継続的インテグレーション/継続的デリバリー/継続的デプロイ(CI/CD)とは、アプリケーション開発チームがコードの変更を迅速かつ定期的に差分リリースできる手法です。
安全なソフトウェアを構築するために使用されるツールと戦略について学ぶ
セキュリティはCI/CDの重要課題であり、最初から組み込んでおく必要があります。セキュリティ・テストをライフサイクルの早期工程に移すことで、開発生産性との摩擦を低減し、業務要件を迅速かつ管理された方法で実現する能力が向上します。CI/CDプロセスのセキュリティを確保するには、開発段階でのセキュリティに関するフィードバックの継続的な入手を可能にするセキュリティ・ツールチェーンを構築することをお勧めします。
マチュリティ・アクション・プラン(MAP)は、DevOps環境に関する能力の開発・向上のための綿密で実践的なロードマップです。MAPには、DevOps環境をサポートする人、プロセス、テクノロジーの詳細な評価を含め、セキュリティをスムーズかつシームレスに実現・強化するための焦点を絞った推奨事項を盛り込む必要があります。

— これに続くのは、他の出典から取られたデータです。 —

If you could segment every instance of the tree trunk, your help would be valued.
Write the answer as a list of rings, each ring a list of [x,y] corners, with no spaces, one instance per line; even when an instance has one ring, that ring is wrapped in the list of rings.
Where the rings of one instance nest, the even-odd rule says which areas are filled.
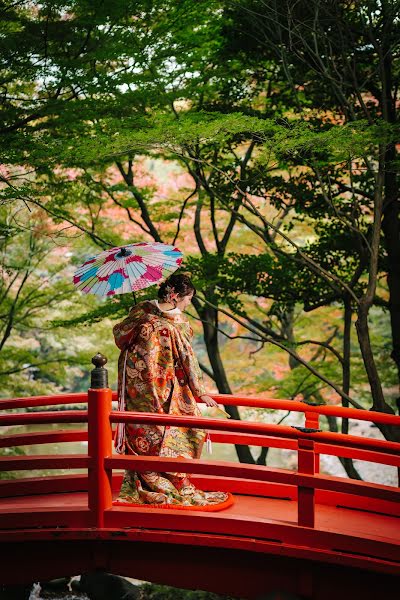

セキュリティのツール、テクノロジー、プラクティスをCI/ CDワークフローに統合し、開発プロセスでセキュリティに関するフィードバックを継続的に入手できる体制を整えましょう。詳細については継続的デプロイおよびCI/CDツールに関する記事をご覧ください。
アプリケーションをSAST/DASTワークフローに組み込み、継続的にこの職務を遂行する組織内のセキュリティ推進リーダーを育成します。